= Compact Kinetic Energy Missile =

Cancelled 2000s U.S. anti-tank missile

The Compact Kinetic Energy Missile (CKEM) was a developmental program to produce a hypersonic anti-tank guided missile for the U.S. Army. Lockheed Martin was the primary contractor. The program was the third in a series of projects based on kinetic energy missiles that stretches back to 1981's Vought HVM through the 1990s to 2000s LOSAT and finally to the CKEM. The Army Aviation and Missile Command (AMCOM) developed this program as part of the Army's Future Combat Systems. This missile was primarily an anti-tank weapon, and could be mounted on land vehicles and low-altitude aircraft. The goal of these weapons was to demonstrate a state-of-the-art system for the next generation.
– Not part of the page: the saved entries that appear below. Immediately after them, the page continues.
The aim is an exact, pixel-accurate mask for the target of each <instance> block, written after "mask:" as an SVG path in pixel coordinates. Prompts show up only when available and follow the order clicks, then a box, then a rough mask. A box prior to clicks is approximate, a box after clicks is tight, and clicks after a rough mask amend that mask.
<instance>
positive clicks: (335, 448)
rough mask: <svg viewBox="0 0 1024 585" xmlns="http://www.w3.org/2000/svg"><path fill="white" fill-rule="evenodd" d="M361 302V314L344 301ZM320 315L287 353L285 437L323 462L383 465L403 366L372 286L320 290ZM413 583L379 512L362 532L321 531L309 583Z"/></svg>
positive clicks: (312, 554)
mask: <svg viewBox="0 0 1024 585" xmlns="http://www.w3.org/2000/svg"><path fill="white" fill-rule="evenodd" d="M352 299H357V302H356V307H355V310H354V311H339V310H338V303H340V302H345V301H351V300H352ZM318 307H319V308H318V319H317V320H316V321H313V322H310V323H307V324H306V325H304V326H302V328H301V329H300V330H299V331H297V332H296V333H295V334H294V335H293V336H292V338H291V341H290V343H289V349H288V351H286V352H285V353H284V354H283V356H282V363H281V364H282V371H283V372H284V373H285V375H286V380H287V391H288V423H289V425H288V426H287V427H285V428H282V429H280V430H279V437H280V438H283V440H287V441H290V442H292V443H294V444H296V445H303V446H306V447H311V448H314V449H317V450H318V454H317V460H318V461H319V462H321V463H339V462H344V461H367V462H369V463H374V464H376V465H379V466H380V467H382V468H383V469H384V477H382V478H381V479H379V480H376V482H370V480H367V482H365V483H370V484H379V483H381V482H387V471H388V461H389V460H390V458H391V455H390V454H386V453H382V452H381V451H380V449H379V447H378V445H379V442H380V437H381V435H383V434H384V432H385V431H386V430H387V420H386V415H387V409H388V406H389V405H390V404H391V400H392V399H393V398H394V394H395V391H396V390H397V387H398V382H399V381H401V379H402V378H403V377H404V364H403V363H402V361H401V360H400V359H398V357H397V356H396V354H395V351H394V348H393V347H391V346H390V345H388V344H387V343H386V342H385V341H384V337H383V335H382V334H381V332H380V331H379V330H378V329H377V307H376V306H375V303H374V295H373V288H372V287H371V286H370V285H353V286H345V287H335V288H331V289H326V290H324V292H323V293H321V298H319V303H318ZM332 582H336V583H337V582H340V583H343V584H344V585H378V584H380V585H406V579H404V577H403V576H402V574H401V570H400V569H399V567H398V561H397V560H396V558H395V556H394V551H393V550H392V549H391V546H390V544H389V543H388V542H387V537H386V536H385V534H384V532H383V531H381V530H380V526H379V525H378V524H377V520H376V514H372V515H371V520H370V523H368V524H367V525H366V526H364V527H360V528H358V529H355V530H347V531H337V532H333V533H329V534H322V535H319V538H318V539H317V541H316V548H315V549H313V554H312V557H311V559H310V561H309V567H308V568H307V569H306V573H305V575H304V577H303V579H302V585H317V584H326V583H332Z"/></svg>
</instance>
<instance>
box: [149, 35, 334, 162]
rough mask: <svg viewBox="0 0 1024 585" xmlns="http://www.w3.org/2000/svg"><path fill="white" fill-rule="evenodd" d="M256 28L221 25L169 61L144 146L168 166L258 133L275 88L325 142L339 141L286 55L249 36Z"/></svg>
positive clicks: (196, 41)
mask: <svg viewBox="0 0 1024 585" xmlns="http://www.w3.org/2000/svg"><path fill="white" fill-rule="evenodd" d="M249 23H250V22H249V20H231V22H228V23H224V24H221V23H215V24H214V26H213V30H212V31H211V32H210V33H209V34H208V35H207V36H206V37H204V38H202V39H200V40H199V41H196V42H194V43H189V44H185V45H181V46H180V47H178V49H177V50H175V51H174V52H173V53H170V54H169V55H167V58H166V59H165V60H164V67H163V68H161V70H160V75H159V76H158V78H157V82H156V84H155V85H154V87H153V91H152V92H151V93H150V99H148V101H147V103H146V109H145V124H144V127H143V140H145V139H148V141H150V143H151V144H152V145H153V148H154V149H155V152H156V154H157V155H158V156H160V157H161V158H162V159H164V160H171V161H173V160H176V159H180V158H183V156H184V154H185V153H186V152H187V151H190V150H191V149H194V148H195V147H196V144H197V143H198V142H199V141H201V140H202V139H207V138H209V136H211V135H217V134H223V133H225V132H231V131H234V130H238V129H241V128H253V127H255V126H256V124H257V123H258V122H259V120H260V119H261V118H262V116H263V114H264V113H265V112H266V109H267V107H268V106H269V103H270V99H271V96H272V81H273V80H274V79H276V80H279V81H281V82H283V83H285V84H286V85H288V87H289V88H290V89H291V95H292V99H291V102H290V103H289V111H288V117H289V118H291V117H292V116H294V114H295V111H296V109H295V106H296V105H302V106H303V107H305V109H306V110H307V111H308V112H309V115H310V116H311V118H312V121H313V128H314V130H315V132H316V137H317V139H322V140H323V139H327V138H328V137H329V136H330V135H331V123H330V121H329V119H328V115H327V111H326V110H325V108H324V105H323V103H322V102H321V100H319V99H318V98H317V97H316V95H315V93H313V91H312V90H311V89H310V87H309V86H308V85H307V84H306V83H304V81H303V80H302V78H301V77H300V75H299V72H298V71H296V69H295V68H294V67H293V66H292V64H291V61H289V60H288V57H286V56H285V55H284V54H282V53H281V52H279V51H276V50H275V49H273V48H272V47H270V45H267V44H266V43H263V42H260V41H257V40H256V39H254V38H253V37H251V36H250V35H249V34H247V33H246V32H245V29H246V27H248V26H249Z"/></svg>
The program was cancelled in 2009 with the rest of the future combat systems program.

==Specifications==
 (Lockheed Martin)
- Length: 1.524 m
- Motor: Solid-fuel rocket
- Max range: 10 km
- Operational range: 400-8000 m
- Max weight: 45.359 kg
- Velocity: 6.5 Mach
- Warhead: Kinetic energy penetrator
- Penetrator energy: 10 MJ

==Program status==
- October 2003 – Lockheed Martin receives $21.3 million contract for CKEM Advanced Technology Demonstration (ATD) phase.
- September 2006 – The CKEM was successfully flight tested against a reinforced urban structure.
- February 2007 – A T-72 tank equipped with Explosive Reactive Armor was successfully engaged using CKEM at a range of 3400 meters. The test took place at Eglin Air Force Base, FL.